Two versions 140 and 142 of a software which is intended for the operation of control device 110 are now able to be stored on control device 110 in one of the memory areas 120, 122 in each case. In particular, the software may be received, or may have been received, in a wireless manner via interface 150, or also in the conventional way such as via a programming device connected to the CAN bus. As part of the respective software or independently thereof, the control device also has at least one item of control information 128 in the memory unit, with the aid of which the control device checks whether storing of software to be installed is permitted. The control information, too, can be newly installed on the control device, for example as part of a software or independently thereof.

For example, the control device is set up to always accept and install software in a newer version (e.g., having a higher version number) than the currently existing software, but older versions only if this is permitted by control information 128. To prevent unallowed accesses, the control device is usefully set up to accept data to be installed (such as the software and the control information) only in encrypted and/or signed form. Suitable mechanisms are known to one skilled in the art.

In FIG. 2, a sequence of a method according to the present invention is schematically shown in a preferred embodiment.

In a step 200, the control device is operated using a software 140 stored in memory area 120 of the memory unit, for instance.
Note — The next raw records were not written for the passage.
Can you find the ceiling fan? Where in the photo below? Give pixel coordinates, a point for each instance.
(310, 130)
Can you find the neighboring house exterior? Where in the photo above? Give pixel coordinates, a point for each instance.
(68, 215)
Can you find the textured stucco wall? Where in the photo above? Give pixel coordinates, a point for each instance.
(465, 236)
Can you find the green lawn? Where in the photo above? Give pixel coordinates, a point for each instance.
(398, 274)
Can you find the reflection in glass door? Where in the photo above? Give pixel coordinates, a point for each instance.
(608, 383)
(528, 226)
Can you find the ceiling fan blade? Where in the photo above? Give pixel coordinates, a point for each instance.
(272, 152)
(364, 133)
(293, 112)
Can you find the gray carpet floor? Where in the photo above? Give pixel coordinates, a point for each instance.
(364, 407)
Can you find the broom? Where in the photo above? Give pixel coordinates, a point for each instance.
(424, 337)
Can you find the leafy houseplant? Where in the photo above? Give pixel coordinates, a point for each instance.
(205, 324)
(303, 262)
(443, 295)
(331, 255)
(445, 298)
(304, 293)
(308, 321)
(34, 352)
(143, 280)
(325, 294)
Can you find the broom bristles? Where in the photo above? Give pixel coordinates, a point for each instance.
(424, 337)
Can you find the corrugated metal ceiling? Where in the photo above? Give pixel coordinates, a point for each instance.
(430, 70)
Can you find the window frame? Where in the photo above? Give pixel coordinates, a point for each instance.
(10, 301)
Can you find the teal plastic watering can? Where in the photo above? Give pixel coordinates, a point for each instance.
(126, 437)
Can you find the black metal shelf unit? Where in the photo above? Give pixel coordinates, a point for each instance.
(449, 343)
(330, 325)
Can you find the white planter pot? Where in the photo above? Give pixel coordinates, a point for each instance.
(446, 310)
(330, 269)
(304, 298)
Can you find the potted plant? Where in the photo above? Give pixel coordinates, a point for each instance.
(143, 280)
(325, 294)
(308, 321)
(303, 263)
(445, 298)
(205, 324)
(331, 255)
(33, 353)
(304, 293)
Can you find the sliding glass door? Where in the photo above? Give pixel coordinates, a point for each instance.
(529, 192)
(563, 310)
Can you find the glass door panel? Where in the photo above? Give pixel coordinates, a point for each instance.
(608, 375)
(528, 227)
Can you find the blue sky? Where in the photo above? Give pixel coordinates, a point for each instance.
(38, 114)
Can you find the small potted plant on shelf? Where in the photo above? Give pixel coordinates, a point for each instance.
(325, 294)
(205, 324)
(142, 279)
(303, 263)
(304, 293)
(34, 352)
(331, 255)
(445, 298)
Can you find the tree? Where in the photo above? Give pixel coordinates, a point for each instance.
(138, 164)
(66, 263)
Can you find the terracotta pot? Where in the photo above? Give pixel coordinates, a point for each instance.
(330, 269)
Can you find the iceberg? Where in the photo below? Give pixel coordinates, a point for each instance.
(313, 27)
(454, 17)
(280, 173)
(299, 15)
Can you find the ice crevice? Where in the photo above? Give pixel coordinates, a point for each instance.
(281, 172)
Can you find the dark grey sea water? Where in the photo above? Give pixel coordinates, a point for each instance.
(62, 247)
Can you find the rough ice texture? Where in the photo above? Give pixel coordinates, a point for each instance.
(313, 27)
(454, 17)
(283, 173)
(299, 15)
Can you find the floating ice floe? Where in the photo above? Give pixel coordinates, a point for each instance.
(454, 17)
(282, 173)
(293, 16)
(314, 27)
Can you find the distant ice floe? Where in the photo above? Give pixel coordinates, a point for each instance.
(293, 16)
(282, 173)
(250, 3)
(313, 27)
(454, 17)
In a step 202, the installation of some other software 142 may be initiated, for instance as an update to software 140. For this purpose, new software 142 is installed in the vehicle control device, for instance via data interface 150, and stored there in memory area 122 of the memory unit, for example. An updated item of control information 128 is particularly also installed together with software 142 which, for example, identifies the earlier software 140 as a permitted downgrade. To this end, control information 128 may include a list of all permitted downgrades (whitelist) and/or a list of all impermissible downgrades (blacklist), for instance.

In a step 204, the control device is operated using software 142 stored therein. Software 140 can then be deleted but for practical purposes will be retained to allow for its use should the need arise, provided it is identified as a permissible downgrade in the control information.

If a return to the prior or older software 140 then becomes necessary, for instance because serious errors have been encountered while software 142 was in operation, then an installation of software 140 as a downgrade to software 142 will be initiated in a step 206. This is usually undertaken from the outside such as by a control device or vehicle manufacturer (within 250).

Next, the control device first checks in a step 208 with the aid of control information 128 whether software 140 is permitted as a downgrade for software 142 in the first place.

If the software is not permitted, it will not be installed; the receiving of the software, for example, is already rejected in step 210.

However, if the software is permitted—as is the case of software 140—the control device checks especially whether this software is still available in the memory unit of the control device, i.e., in memory area 120 in this case, step 212.

If this is true in step 212, this software will be used, in particular after a reboot of the control device. The control device will then be operated, at least initially, using this version 140, step 214.

If this is not true in step 212, software 140 is received, in particular via data interface 150, stored in the memory unit of the control device, step 216, and used, especially after a reboot of the control device. The operation of the control device is then continued with this version 140, at least initially, step 214.